Abstract
Introduction
Fatigue and depression are commonly attributed to malignant and chronic benign diseases. However, these phenomena have been little investigated to date in prostatic diseases. Our aim was to compare fatigue and depression in prostate cancer patients treated with Androgen Deprivation Therapy (ADT) and in patients with Lower Urinary Tract Symptoms (LUTS) / Benign Prostatic Syndrome.
Material and methods
100 patients each with PCa (prostate cancer) and BPS (Benign Prostatic Syndrome) were surveyed using the Brief Fatigue Inventory (BFI), EORTC-QLQ C30 [1], and Beck Depression Inventory (BDI). EORTC-QLQ-C30 was analyzed by the Mann-Whitney-U-Test.
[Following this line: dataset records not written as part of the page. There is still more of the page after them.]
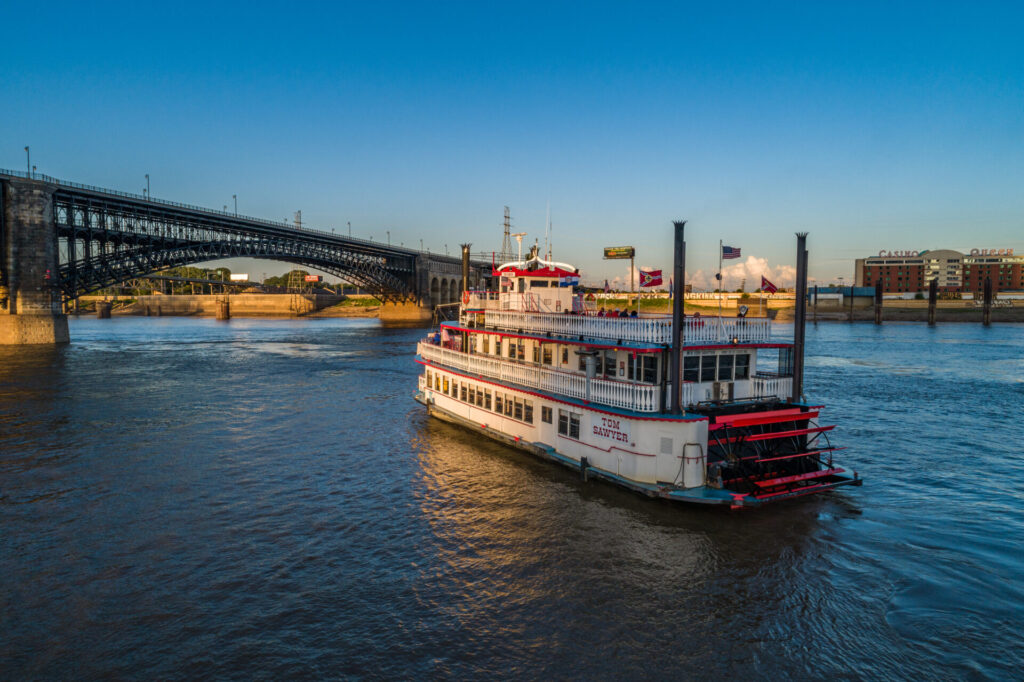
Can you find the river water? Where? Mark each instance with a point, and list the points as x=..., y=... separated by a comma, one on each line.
x=182, y=498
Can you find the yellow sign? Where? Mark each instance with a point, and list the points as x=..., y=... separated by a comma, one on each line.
x=619, y=252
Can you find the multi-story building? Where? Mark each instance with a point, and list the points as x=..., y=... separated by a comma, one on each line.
x=909, y=271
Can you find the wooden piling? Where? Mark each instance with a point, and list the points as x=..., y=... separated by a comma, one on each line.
x=878, y=301
x=933, y=294
x=986, y=314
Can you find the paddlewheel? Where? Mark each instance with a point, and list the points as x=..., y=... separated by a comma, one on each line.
x=771, y=454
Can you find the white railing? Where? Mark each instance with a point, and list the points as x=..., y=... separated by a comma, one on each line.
x=719, y=330
x=640, y=397
x=645, y=330
x=765, y=385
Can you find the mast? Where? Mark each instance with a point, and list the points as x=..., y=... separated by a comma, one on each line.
x=678, y=299
x=800, y=325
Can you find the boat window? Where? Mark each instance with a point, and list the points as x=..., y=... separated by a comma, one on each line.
x=742, y=366
x=708, y=368
x=725, y=368
x=691, y=368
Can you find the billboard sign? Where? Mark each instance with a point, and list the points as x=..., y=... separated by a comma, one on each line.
x=619, y=252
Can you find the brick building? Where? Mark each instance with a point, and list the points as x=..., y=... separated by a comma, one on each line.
x=910, y=271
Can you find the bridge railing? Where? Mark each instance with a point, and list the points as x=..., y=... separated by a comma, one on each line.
x=190, y=207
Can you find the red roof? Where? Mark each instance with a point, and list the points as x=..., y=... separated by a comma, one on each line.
x=539, y=272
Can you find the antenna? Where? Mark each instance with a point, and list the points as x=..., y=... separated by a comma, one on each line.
x=518, y=238
x=507, y=242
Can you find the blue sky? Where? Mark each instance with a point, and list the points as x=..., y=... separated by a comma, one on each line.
x=870, y=126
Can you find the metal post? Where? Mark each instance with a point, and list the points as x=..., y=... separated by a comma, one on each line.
x=800, y=324
x=878, y=301
x=933, y=294
x=986, y=315
x=678, y=315
x=465, y=266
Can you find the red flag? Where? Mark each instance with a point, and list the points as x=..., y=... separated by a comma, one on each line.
x=650, y=279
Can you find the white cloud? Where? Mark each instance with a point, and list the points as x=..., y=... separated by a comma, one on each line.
x=751, y=269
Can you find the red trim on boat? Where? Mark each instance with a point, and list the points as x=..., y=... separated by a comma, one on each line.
x=779, y=434
x=772, y=482
x=549, y=397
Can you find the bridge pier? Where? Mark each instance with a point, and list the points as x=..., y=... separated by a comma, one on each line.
x=30, y=300
x=406, y=312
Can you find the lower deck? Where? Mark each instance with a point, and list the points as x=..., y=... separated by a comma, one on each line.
x=679, y=458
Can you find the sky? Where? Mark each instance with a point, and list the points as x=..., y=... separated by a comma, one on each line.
x=870, y=126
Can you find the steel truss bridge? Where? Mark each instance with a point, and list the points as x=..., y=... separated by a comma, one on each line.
x=104, y=238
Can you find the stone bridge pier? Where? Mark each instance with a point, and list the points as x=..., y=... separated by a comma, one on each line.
x=30, y=298
x=438, y=281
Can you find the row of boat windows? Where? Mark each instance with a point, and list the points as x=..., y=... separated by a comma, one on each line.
x=641, y=368
x=504, y=403
x=716, y=368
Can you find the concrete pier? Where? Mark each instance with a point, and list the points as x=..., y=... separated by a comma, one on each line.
x=406, y=312
x=30, y=299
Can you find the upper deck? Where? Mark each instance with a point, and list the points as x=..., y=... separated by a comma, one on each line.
x=696, y=331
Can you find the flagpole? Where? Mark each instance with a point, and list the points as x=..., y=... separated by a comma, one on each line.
x=721, y=282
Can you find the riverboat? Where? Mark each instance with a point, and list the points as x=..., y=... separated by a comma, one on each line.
x=713, y=415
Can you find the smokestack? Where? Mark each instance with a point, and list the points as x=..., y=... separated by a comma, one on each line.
x=465, y=266
x=679, y=295
x=800, y=325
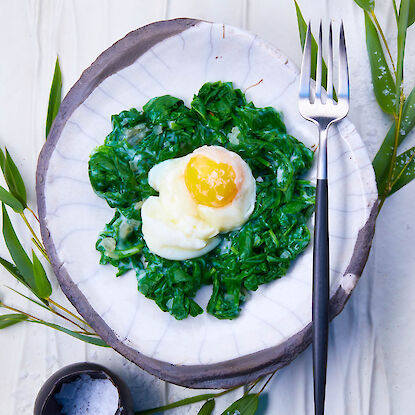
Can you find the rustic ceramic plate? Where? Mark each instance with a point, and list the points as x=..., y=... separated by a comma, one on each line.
x=177, y=57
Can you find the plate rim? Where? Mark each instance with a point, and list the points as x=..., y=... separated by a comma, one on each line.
x=225, y=374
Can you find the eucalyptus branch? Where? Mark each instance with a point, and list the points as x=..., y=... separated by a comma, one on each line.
x=50, y=309
x=186, y=401
x=402, y=170
x=67, y=311
x=33, y=213
x=36, y=240
x=395, y=9
x=19, y=311
x=382, y=35
x=252, y=386
x=266, y=383
x=398, y=122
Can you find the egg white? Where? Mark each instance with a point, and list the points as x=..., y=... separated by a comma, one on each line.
x=175, y=226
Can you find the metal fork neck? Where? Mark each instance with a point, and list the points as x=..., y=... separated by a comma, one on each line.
x=322, y=154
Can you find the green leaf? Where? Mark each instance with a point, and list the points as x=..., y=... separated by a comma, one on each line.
x=367, y=5
x=54, y=97
x=411, y=17
x=383, y=157
x=383, y=83
x=7, y=320
x=18, y=254
x=13, y=270
x=302, y=29
x=402, y=26
x=405, y=169
x=13, y=178
x=207, y=408
x=247, y=405
x=43, y=287
x=83, y=337
x=7, y=198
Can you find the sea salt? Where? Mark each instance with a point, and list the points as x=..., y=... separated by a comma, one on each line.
x=86, y=395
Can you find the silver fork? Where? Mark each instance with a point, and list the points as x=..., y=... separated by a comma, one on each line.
x=323, y=113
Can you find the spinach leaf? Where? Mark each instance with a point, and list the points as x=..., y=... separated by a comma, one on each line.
x=261, y=251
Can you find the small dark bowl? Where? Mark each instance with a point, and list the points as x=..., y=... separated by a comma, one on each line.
x=46, y=404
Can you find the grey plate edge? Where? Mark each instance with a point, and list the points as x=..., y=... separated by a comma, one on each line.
x=227, y=374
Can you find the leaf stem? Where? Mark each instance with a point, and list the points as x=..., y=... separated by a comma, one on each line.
x=50, y=309
x=186, y=401
x=19, y=311
x=69, y=320
x=395, y=9
x=388, y=185
x=253, y=385
x=266, y=383
x=33, y=213
x=67, y=311
x=402, y=170
x=38, y=242
x=41, y=249
x=383, y=39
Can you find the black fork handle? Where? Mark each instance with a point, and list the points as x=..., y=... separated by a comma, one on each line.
x=320, y=308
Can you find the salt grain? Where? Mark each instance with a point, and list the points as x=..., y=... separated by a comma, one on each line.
x=86, y=396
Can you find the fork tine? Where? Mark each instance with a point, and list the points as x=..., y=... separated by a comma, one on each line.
x=306, y=66
x=329, y=88
x=319, y=62
x=343, y=67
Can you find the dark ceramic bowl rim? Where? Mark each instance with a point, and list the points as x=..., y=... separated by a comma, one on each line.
x=49, y=388
x=226, y=374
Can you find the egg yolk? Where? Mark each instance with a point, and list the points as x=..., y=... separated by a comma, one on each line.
x=210, y=183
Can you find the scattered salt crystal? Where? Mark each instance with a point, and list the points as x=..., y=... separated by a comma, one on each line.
x=86, y=395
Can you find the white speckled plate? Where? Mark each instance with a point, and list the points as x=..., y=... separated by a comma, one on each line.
x=177, y=57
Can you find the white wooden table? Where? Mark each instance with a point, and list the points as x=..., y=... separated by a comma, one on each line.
x=372, y=343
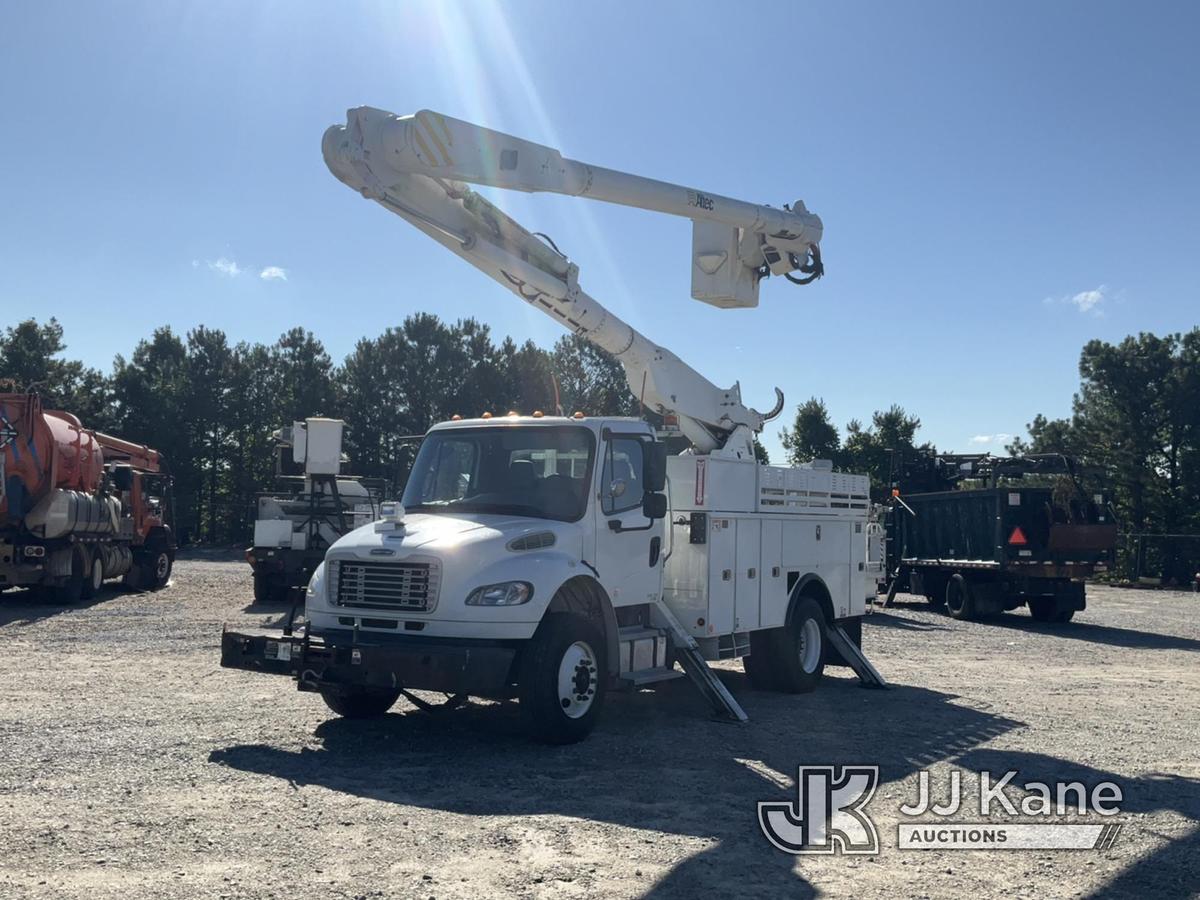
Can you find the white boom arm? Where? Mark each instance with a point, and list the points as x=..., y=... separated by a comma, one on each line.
x=417, y=167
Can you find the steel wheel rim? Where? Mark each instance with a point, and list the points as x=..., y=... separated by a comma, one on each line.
x=810, y=646
x=577, y=679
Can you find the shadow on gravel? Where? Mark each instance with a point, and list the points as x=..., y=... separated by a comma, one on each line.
x=1020, y=621
x=1170, y=871
x=655, y=762
x=23, y=606
x=1097, y=634
x=889, y=621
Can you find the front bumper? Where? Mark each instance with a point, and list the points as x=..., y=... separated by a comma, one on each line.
x=341, y=658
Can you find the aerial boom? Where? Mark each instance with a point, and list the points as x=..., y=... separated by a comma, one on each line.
x=418, y=167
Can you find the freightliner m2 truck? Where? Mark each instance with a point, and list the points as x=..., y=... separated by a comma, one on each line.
x=555, y=558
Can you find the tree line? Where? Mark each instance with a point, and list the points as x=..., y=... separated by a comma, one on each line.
x=211, y=406
x=1134, y=430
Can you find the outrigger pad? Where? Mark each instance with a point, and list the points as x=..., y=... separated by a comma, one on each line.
x=850, y=652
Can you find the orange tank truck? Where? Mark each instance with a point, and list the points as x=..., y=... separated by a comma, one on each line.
x=78, y=507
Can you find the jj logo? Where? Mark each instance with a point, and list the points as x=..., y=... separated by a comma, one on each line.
x=827, y=815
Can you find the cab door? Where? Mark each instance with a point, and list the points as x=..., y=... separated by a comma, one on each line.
x=629, y=546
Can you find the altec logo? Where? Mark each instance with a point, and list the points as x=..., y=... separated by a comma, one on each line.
x=828, y=815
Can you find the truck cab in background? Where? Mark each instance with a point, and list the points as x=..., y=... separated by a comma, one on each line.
x=313, y=505
x=557, y=558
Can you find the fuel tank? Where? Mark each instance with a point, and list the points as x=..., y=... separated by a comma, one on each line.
x=42, y=451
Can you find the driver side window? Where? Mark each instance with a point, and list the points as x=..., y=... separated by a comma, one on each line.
x=622, y=481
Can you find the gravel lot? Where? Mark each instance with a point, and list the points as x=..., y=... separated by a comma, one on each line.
x=132, y=766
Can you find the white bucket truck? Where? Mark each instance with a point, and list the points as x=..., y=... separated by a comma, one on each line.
x=555, y=558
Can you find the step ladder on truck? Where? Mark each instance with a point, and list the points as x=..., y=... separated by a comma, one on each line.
x=556, y=558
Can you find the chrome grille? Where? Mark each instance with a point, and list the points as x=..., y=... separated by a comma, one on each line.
x=387, y=586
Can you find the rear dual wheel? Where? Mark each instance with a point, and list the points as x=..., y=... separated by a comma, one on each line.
x=150, y=571
x=791, y=658
x=960, y=599
x=71, y=591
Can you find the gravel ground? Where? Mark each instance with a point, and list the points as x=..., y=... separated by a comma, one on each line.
x=131, y=766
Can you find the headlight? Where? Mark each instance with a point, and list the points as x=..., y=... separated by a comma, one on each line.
x=508, y=593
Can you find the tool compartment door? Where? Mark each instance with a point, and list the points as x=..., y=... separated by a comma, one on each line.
x=723, y=568
x=772, y=577
x=749, y=575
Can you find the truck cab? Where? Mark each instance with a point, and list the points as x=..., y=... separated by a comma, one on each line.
x=497, y=516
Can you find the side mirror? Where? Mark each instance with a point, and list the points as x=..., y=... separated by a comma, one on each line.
x=654, y=467
x=654, y=505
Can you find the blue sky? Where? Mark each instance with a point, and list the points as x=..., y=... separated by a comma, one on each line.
x=999, y=183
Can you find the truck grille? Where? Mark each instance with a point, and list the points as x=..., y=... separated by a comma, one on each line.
x=387, y=586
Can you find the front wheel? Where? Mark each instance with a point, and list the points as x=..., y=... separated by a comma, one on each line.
x=562, y=679
x=359, y=702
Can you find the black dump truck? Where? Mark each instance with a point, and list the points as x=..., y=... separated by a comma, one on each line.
x=983, y=534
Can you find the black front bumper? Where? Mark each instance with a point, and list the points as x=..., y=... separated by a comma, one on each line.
x=484, y=669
Results were analyzed using the MWUT, CST and ST.
Results
No differences were found between both groups in terms of fatigue (BFI). The prostate cancer group showed a significantly higher impairment in the EORTC-QLQ-C30 role function and fatigue score. We found differences on the BDI in regards to self-criticism with higher mean scores for LUTS patients, whereas loss of energy and loss of sexual interest were more relevant in prostate cancer patients. However, the overall mean score of both groups showed no difference.
Conclusions
This study compared fatigue, depression, and the quality of life in prostate cancer patients treated with ADT and patients with BPS/LUTS. The two groups do not differ in fatigue and depression levels.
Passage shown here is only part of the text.